【今日の「ちょっと楽しい」】息子と共に東大受験し母親合格、息子は失敗。私大へ・・・

 5月も終わりに近づいている。4月から「新生活」が始まった人も多いかと思うが、ふとこんなニュースを思い出した。

母さん50歳東大合格 30年越しの願いかなう
  姫路市書写の塾講師、安政真弓さん(50)がこの春、かつて挑んだ東京大学を受験し、文科3類に合格した。ほぼ30年越しに願いを成就できたのは、東大を目指す次男の姿がきっかけだった。一緒に受験することを決めて1年。仕事や家事の合間に参考書を広げ、最難関を突破した。次男は別の大学で学ぶことになったが、「語学の分野で新たな世界を広げたい」と、再び味わう学生生活に胸を膨らませている。(中略)挑戦のきっかけは、次男玲二郎さん(19)の受験だった。昨年3月、姫路西高3年だった玲二郎さんが東大受験に失敗し、真弓さんは自分が味わった悔しさを重ねた。その思いを晴らそうと「お母さんも東大生を目指そうかな」と数年後の受験計画を明かすと、「どうせなら1年で合格を目指してみれば」と家族が背中を押してくれた。

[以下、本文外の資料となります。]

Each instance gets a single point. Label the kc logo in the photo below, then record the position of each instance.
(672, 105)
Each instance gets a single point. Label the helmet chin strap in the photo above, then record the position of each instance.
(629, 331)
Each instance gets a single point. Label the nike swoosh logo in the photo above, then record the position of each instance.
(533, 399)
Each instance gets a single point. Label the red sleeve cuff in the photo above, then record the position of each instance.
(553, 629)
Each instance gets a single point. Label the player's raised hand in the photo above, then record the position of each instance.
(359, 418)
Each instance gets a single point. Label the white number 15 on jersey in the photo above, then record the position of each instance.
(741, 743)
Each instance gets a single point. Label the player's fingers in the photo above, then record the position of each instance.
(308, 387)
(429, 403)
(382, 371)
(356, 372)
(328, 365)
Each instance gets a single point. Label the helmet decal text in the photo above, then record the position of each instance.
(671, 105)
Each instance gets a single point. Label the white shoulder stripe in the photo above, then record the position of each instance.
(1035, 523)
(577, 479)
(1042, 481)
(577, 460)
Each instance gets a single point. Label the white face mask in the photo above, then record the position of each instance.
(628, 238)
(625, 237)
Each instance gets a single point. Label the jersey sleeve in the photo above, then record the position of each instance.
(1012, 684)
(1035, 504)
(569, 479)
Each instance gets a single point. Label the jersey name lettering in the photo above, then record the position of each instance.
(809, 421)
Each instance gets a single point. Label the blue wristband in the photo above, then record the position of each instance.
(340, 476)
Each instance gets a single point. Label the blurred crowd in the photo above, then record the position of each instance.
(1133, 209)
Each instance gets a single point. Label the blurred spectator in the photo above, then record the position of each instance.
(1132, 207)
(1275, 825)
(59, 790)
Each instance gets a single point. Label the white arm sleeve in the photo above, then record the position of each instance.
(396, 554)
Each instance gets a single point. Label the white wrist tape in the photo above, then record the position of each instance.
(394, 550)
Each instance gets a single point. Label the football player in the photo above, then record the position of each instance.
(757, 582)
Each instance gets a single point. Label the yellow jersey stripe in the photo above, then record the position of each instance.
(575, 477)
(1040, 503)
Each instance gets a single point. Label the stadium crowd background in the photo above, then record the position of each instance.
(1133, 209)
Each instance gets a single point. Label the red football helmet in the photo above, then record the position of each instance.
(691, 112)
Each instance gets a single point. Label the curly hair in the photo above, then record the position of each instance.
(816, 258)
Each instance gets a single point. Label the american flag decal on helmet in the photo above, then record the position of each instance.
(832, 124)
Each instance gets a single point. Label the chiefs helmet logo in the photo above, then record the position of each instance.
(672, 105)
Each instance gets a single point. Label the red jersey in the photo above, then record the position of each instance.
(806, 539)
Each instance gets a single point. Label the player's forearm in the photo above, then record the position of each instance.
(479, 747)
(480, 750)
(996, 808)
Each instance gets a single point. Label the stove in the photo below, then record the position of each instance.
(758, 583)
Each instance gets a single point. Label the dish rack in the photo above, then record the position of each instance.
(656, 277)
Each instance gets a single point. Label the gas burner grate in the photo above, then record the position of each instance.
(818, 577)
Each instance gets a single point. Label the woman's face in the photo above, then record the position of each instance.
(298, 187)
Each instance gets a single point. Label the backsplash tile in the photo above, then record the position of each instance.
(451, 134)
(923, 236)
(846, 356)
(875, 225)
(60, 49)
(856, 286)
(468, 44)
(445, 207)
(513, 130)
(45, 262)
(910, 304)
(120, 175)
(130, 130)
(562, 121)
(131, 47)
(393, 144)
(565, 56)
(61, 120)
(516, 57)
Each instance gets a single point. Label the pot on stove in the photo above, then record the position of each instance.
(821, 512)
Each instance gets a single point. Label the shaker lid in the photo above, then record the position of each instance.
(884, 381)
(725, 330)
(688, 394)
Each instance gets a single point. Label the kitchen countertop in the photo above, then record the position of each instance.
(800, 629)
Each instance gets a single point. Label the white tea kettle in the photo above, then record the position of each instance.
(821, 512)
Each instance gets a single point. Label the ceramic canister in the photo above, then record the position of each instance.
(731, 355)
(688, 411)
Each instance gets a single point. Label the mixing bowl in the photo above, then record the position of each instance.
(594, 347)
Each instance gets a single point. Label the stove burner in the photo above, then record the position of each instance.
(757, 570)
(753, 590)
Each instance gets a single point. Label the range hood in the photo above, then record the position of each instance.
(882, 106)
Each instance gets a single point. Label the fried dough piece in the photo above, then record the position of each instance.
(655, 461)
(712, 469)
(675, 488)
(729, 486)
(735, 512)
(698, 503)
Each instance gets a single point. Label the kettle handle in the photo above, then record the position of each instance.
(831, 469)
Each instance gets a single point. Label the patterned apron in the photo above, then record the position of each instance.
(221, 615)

                             この発想がすごい・・・

 50歳にして綿密な受験計画を立て、1年の受験勉強で見事合格したという。職業が塾講師とは言え、凄まじいパワフルおかんである。一方、気になるのが二男だ。新聞ではさすがに詳しく触れられていないが、二度東大に挑み、散ったということになる。当時気になったのは次の一文だ。

深夜まで勉強する母を「気楽にやれば」と励ました玲二郎さん

どちらがどれほど努力したのか、その程度はわからないが、結果としては励ました二男が不合格とい、残念すぎるものになってしまった。だが、その母は母で、若かりし頃に2度東大受験に失敗している。どこでどう転び、どこでどう咲くか、それまで報われなかった努力がいつ報われるか、わからないことを教えてくれた。その中で大事なことは、「諦めなければ年齢は関係ない」ということだと思う。 5月も暮れたこの時期、改めて前向きになろうと誓える話題だ。